The application in this Court
11 The application relies on three grounds which are replicated in the draft notice of appeal:
1. The trial judge erred in considering the irreparable loss of the appellant due to political affiliation of appellant's father and brother.
2. The trial judge erred in considering that the Second Respondent made an error in respect to the political stand of appellant was denied by the Second Respondent without any basis.
3. The trial judge erred in considering that the constructive failure of the Second Respondent in determining the claim of the appellant.
12 The applicant did not file any submissions in support of his application. When given the opportunity at the hearing, he said this:
Whatever I said to them [meaning the Tribunal] was the truth and I'm not a very educated person. So whatever I said to [the Tribunal], I could say I said, but [the Tribunal] did not believe me because I'm not educated.

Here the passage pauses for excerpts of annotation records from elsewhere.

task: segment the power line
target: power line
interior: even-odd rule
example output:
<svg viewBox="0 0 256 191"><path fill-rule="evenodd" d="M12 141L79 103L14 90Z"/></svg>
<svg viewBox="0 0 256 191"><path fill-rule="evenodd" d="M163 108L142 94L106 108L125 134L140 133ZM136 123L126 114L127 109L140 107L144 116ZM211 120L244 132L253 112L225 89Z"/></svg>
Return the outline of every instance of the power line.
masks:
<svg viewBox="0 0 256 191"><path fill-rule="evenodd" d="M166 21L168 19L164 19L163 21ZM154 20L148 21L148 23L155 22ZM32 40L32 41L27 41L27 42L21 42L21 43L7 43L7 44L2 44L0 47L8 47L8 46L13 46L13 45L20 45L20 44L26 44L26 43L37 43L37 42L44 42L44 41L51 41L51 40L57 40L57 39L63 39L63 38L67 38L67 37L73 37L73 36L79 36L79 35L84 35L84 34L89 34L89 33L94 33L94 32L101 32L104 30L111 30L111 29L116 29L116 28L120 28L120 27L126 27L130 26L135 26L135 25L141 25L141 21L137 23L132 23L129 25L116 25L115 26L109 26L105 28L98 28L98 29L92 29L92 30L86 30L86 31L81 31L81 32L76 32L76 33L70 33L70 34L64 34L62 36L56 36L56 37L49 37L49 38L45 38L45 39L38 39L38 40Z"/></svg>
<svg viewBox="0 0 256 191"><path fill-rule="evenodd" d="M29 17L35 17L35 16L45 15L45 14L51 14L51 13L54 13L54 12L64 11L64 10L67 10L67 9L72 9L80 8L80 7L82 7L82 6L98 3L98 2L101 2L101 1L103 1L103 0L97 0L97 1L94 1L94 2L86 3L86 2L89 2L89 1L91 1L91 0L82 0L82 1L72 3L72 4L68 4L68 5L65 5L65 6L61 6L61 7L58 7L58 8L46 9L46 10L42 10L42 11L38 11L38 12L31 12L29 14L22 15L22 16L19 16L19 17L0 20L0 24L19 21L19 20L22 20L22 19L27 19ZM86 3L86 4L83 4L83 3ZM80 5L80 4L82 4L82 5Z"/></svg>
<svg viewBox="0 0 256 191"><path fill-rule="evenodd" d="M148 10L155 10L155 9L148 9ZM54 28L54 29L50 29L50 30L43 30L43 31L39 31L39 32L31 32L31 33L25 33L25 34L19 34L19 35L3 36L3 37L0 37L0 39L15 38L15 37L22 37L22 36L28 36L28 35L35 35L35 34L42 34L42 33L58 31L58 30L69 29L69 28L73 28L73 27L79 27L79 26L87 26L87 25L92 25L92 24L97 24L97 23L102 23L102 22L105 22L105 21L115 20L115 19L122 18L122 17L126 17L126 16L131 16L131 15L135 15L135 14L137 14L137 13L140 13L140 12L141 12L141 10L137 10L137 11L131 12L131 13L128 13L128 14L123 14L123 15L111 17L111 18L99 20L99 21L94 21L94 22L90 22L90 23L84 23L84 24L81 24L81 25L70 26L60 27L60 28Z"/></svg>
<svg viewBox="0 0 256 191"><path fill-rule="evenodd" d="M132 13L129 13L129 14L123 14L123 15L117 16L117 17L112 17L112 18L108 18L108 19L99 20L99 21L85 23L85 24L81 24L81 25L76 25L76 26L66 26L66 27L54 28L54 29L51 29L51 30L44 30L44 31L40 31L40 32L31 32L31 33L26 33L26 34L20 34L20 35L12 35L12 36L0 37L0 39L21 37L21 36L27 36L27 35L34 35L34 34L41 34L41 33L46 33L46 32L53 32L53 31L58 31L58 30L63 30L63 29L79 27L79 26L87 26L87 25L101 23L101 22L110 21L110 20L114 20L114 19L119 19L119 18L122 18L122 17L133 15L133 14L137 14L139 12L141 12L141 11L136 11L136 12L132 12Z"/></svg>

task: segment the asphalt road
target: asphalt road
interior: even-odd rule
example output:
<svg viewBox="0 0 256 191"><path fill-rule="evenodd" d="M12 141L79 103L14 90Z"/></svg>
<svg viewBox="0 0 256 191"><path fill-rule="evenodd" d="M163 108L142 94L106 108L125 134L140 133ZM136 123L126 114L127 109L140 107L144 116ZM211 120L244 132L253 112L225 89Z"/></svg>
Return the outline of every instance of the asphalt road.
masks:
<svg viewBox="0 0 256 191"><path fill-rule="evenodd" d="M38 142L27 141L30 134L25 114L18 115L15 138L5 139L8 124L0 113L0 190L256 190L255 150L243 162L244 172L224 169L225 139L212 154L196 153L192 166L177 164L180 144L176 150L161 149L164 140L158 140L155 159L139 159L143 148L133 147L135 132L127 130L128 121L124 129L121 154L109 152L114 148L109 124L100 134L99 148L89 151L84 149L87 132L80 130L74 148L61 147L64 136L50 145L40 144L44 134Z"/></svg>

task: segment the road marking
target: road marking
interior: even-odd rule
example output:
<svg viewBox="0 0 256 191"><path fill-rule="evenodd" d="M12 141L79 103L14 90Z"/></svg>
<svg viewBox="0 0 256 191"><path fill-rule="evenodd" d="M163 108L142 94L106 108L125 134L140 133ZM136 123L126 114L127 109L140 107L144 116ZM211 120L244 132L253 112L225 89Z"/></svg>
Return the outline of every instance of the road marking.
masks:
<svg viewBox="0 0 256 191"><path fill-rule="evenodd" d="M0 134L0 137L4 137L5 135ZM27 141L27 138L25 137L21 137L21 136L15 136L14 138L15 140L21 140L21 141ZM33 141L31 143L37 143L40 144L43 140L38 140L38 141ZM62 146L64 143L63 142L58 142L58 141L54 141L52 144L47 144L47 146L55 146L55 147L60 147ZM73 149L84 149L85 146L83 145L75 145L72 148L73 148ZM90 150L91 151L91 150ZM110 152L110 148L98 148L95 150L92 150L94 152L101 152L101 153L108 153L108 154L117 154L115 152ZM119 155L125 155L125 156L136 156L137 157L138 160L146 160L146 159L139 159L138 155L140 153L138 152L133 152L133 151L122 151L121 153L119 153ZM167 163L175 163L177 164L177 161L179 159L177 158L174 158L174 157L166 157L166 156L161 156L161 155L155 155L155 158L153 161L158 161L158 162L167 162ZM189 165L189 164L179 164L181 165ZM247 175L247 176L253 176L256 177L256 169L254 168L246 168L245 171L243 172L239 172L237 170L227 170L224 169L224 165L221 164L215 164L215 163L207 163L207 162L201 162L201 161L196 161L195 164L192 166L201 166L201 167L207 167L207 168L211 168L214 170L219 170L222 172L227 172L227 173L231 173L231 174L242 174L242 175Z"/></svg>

13 When I explained to the applicant that this application was concerned with the judgment of the Federal Circuit Court, and it was for him to point to error on the part of the court, not only did he say nothing about the matters raised by the application itself and the draft notice of appeal, but he said that he was not satisfied that the court made any mistake and had nothing further to say.
14 The Court's discretion to extend the time to apply for leave to appeal is at large. That is to say, it is unfettered by express limits. Be that as it may, the discretion must be exercised judicially and in the way that best promotes the overarching purpose of all the civil practice and procedure provisions applicable in proceedings before the Court. That purpose is "to facilitate the just resolution of all disputes (a) according to law; and (b) as quickly, inexpensively and efficiently as possible": Federal Court of Australia Act, s 37M.
15 The delay is short (the application was filed seven days outside the requisite period) and, notwithstanding the Minister's submission to the contrary, the explanation for the delay is acceptable. There is no evidence to indicate that the Minister is prejudiced by the delay and the Minister does not make any such claim. The real question is whether the application for leave to appeal has any merit.
16 Generally speaking, no court will grant leave to appeal unless two conditions are satisfied: first, that the decision being challenged is attended by sufficient doubt to warrant its reconsideration on appeal; and secondly, that, assuming the decision were wrong, substantial injustice would result: Décor Corporation Pty Ltd v Dart Industries Inc (1991) 33 FCR 397 at 398-9. On an application for an extension of time to seek leave to appeal, then, the question of whether the application has any merit devolves into a question of whether there is an arguable case that the decision under challenge is affected by appealable error and whether, on the assumption that it is, there is an arguable case that substantial injustice would result.
17 Here, it is unarguable that substantial injustice would result if the decision below was wrong, but in my view it would be futile to extend the time to enable the applicant to seek leave to appeal because the application would be bound to fail.
18 The first proposed ground of appeal wrongly assumes that the primary judge was entitled, if not obliged, to decide whether the factual bases for the applicant's claims to fear persecution were made out. Yet, the jurisdiction of the Federal Circuit Court is limited by the terms of the Migration Act to review for jurisdictional error: see Migration Act, s 474 and Plaintiff S157/2002 v Commonwealth of Australia (2003) 211 CLR 476. For this reason, the first proposed ground raises no basis for impugning the primary judge's decision.
19 The second proposed ground is doomed to fail for the same reason. It, too, is founded on the erroneous assumption that the court had jurisdiction to consider whether the Tribunal came to the wrong conclusion about the applicant's claimed political affiliations.
20 The third proposed ground contains a broad statement alleging a constructive failure to exercise jurisdiction. In the absence of any submission to elucidate it, and in the absence of anything on the face of the material before the Court which supports it, I am not persuaded that this proposed ground provides any justification for concluding that there is an arguable case of appealable error.
21 For these reasons the application must be dismissed. The applicant should pay the Minister's costs.
I certify that the preceding twenty-one (21) numbered paragraphs are a true copy of the Reasons for Judgment herein of the Honourable Justice Katzmann.